This series is built on a simple thesis. Since preaching involves the communication of biblical truth through the personality of the preacher, it is best if that personality reflect the reality of the fruit of the Spirit. We’ve considered joy and peace, let’s push further into the list:
Patience – Biblical preaching requires patience. Yet we live in a culture that thrives on hastiness. The instantaneous nature of social media, for example, leads to some very disappointing tirades from people who would claim to be representing Jesus. Solzhenitsyn told Harvard graduates that hastiness is a “psychic disease” of our era. And lest we just cast stones at the culture around, how easily we get drawn into the same. We want to see results and we want them now. But you don’t grow an Oak in a few weeks, Balsa perhaps, but not Oak.
So we must beware of shortcuts. We may be tempted to manipulate response and enforce compliance. But this is not a Holy Spirit characteristic in our ministry. Biblical preaching will yield moments of radical transformation, but these will come in the context of a very steady drip feeding process. Let the Word shape people and shape a church, and before too long, the evidence will be there. How long? Probably a little longer than most of us would prefer.
We also need patience with individuals. Just as a parent learns that children don’t get things first time, so we need to re-preach truth to the same people over time. They, like us, will fail and fall short. Thank God that His patience is so great toward us.

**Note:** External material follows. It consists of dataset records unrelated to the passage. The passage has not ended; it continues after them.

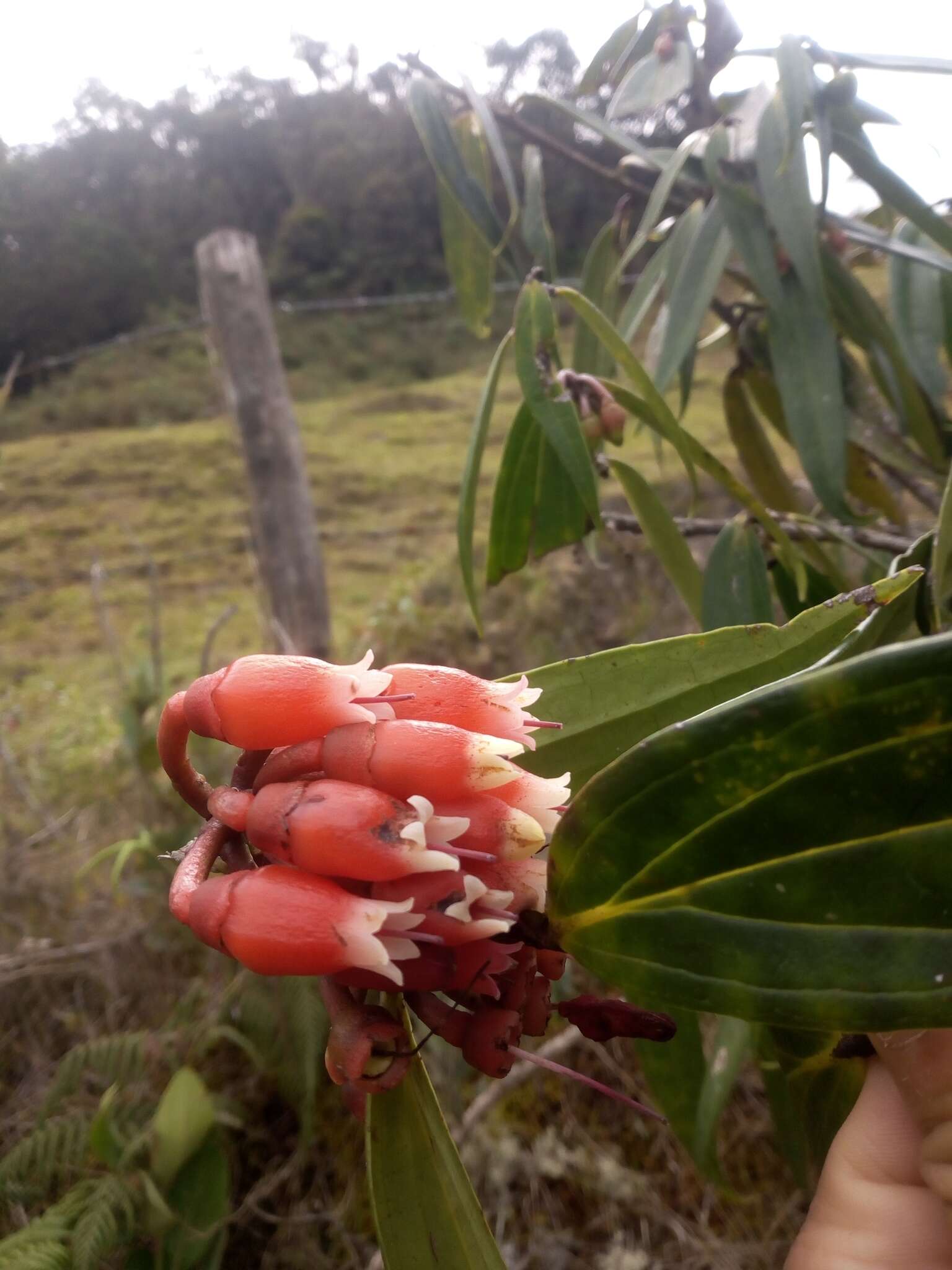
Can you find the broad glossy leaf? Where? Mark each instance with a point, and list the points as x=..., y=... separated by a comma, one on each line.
x=610, y=701
x=699, y=272
x=536, y=230
x=557, y=415
x=810, y=1094
x=782, y=859
x=729, y=1052
x=663, y=536
x=676, y=1073
x=644, y=294
x=781, y=169
x=651, y=82
x=599, y=283
x=470, y=262
x=863, y=322
x=891, y=189
x=597, y=125
x=942, y=557
x=427, y=112
x=805, y=360
x=514, y=498
x=764, y=470
x=425, y=1207
x=736, y=591
x=469, y=484
x=915, y=308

Kindness – Let’s start at a very basic level. Public kindness begins at the level of civility. Sadly we have to start there because there are not a few preachers who haven’t yet reached this level. Building on basic civility, consider how your preaching is an act of kindness toward your listeners. Do you have a giving heart in your preaching, or a grabbing one? Are you all about serving them, communicating with them, connecting with them? Or are you about impressing them, making them see you a certain way, etc.?
Kindness will show in choice of vocabulary, attitude and manner, etc. As with each of these, we can fake it, but why would we need to? Kindness should be a growing characteristic both in and out of the pulpit, in our attitude, in our action, and in our speech.